Does Journal Indexation Matter? A Genre-Approach Move Analysis of Nursing English Research Article Abstracts
Abstract
Background. A plethora of previous studies have discussed the importance of a genre-approach move analysis because the analysis results can provide a picture of the typical conventions of research article writing across disciplines.
Purpose. Nursing as a professional discipline, however, has received scant attention, particularly in the abstract section in the journals with different indexation. To fill such an empirical void, this qualitative study probes the notion of whether journal indexation matters in manifesting the rhetorical moves in the nursing abstracts.
Methods. Fifty abstracts from a Scopus-indexed Q1 journal and another 50 from three Sinta-indexed journals in Indonesia were analyzed manually. This study employed a descriptive comparative approach to analyze and present the data.
Findings.
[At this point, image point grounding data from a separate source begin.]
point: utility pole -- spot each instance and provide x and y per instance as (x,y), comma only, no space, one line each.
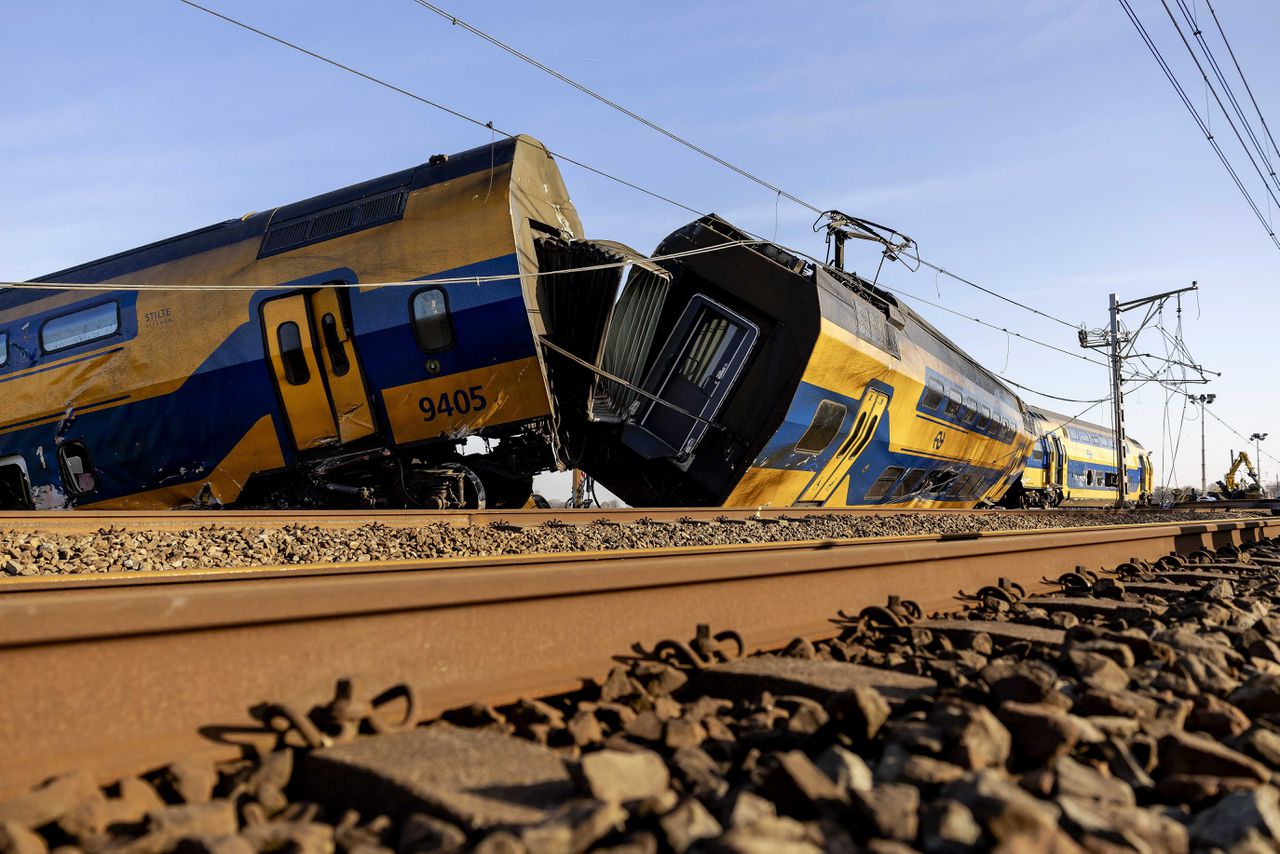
(1203,400)
(1112,339)
(1257,453)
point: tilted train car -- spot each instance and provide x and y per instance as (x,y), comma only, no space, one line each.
(749,377)
(279,377)
(1074,462)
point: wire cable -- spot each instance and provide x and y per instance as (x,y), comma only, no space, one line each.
(1182,94)
(1226,87)
(991,325)
(780,192)
(434,104)
(602,99)
(411,283)
(1219,99)
(1243,78)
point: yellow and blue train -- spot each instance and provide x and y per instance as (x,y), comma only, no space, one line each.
(270,365)
(1074,464)
(789,383)
(350,348)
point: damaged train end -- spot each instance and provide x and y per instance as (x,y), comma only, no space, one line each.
(337,351)
(730,371)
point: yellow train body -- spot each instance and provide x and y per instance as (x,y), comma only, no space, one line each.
(270,347)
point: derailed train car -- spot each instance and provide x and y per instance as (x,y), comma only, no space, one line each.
(342,350)
(279,374)
(749,377)
(1073,462)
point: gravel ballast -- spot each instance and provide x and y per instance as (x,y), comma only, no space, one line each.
(113,549)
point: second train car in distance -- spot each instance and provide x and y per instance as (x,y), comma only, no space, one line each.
(750,377)
(1073,462)
(280,374)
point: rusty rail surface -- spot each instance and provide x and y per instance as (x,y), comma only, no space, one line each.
(88,521)
(123,672)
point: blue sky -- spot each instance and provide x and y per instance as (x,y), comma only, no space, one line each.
(1032,146)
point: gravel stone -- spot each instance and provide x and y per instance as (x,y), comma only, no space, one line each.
(688,825)
(1238,814)
(1183,753)
(890,809)
(949,827)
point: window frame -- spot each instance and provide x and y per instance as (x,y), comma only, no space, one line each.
(44,324)
(448,319)
(903,489)
(68,478)
(937,388)
(332,337)
(286,357)
(888,487)
(983,421)
(844,414)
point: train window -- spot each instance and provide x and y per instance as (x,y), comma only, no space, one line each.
(933,393)
(77,467)
(883,483)
(296,371)
(823,428)
(433,327)
(333,345)
(909,483)
(702,359)
(938,479)
(14,485)
(80,327)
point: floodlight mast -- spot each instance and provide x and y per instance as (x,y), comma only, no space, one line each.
(1112,341)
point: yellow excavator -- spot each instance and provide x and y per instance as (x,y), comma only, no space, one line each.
(1233,487)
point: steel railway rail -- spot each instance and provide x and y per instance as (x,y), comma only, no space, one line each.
(123,672)
(179,520)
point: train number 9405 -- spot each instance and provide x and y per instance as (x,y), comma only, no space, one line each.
(457,402)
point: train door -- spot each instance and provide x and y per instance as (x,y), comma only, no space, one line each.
(315,369)
(869,414)
(694,373)
(1057,453)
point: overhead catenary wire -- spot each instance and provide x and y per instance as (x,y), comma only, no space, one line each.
(671,135)
(581,164)
(991,325)
(607,101)
(1219,100)
(1226,87)
(433,104)
(1243,78)
(1200,122)
(408,283)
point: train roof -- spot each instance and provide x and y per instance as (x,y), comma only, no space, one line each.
(256,224)
(1059,420)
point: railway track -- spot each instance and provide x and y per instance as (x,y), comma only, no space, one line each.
(87,523)
(118,674)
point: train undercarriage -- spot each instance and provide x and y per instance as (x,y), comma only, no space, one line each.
(430,478)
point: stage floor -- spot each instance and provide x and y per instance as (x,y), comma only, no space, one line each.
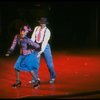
(78,76)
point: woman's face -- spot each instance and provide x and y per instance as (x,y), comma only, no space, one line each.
(22,34)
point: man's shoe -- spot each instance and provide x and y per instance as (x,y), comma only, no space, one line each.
(52,81)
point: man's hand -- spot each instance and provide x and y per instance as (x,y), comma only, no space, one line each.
(6,54)
(39,53)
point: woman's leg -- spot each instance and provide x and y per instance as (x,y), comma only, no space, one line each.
(37,83)
(18,82)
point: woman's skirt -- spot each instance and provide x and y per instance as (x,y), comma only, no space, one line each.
(27,62)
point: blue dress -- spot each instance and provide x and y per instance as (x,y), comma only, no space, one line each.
(27,60)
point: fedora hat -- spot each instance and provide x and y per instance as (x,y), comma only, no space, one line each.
(43,20)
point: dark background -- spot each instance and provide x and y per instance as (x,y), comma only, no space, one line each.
(73,25)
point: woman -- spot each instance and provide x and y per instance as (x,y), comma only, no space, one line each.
(26,61)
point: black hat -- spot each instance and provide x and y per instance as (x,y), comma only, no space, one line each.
(43,20)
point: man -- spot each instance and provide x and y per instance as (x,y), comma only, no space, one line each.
(41,35)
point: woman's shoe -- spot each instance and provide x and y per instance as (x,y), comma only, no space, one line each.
(17,84)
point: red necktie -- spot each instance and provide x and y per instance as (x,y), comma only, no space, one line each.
(39,35)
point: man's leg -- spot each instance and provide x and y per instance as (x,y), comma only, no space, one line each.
(49,61)
(36,70)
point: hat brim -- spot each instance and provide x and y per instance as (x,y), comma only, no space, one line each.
(40,22)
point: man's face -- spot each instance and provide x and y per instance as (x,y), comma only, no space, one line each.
(22,33)
(43,25)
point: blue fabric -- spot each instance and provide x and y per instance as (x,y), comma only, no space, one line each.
(26,62)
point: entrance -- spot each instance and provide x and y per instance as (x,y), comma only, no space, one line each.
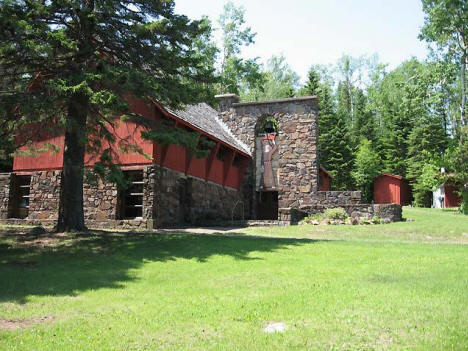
(267,205)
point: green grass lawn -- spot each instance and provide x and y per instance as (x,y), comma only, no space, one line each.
(401,286)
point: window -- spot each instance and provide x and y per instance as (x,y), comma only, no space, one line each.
(238,161)
(132,197)
(19,197)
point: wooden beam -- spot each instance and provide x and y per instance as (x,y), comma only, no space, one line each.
(189,158)
(209,162)
(164,149)
(228,165)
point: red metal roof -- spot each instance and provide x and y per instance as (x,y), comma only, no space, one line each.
(391,176)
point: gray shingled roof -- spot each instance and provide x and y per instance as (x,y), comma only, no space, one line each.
(207,119)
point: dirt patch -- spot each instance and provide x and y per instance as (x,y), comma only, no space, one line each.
(12,325)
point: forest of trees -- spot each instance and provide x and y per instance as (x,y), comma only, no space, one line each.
(410,120)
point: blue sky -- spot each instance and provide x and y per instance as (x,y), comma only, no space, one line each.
(319,31)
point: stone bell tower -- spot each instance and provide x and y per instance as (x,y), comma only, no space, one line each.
(282,137)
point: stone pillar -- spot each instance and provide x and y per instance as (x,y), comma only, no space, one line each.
(226,101)
(4,194)
(44,196)
(298,161)
(149,196)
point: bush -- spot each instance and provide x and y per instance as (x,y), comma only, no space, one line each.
(313,217)
(336,214)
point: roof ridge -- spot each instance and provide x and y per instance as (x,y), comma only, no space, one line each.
(228,130)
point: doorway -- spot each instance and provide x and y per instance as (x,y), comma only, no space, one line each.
(267,205)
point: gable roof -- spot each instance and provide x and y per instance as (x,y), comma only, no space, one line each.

The findings demonstrated conformity manifestations of method and results moves along with their linguistic realizations by using simple past tense in active or passive forms. The article abstracts from the Scopus-indexed nursing journal emphasized the novelty of the research more than their counterparts from the identification of gap of previous research and highlighting the significance of the study.
Implications. This study suggests writers consider the contributing role of journal indexation type in projecting a higher standard of abstract writing in preparing their abstracts to increase the acceptance rate during an initial screening stage.